- Born: 1967 (age 58–59) Kennewick, Washington, U.S.
- Occupation: Activist

= Kama Steliga =

Canadian activist

Kama Steliga (born 1967 in Kennewick, Washington, United States) is a Canadian activist and serves as the executive director of Lillooet Friendship Centre Society. It is an organization with the main focus of empowering Indigenous peoples in Canada through individual, family, and community programs and services.

==Biography==
Steliga's work focuses on the small town of Lillooet in Canada. The project initially started as a project for women victims of trauma. After that further funding was acquired to continue the work and extend the support to other parts of the community. She is advocating against the cut of government support for homeless people in her hometown. Over 300 people rely on assistance of the food bank on a monthly basis, which is up to ten percent of the population of the whole town. The town suffers from a poor economy, racial tensions and lack of government support. Steliga and her organization are trying to address these issues by bringing together people of different ethnicities and shining a light on the issues striking the poorest, like HIV/AIDS.
The center includes an employment centre, a food bank, a thrift store, addiction counseling and other related services, a homelessness initiative, information and support related to violence against women, efforts to raise awareness of HIV/AIDS and cross-cultural bridge-building events.

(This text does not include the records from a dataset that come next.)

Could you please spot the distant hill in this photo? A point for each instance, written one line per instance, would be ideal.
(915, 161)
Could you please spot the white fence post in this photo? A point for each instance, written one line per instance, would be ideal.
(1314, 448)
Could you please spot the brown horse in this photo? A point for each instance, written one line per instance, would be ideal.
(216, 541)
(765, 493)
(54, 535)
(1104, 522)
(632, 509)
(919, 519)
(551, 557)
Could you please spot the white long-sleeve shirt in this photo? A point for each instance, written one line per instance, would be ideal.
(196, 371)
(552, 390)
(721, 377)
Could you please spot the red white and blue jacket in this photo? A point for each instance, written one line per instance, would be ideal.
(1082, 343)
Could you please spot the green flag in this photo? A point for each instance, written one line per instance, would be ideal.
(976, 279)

Steliga sees her work in raising HIV/AIDS awareness as very important as her husband is HIV positive and one of the longest-living survivors of the Canadian Red Cross tainted blood scandal after receiving a transfusion with tainted blood from the Red Cross.

Steliga was nominated for the Nobel Peace Prize in 2005 along with 1000 other women from 150 countries. She was initially nominated by Sarah Chandler. The 1000 women nominated were all part of a list submitted by the 1000 Women Association. The Nobel Prize committee officially accepted the nomination at the end of June 2005.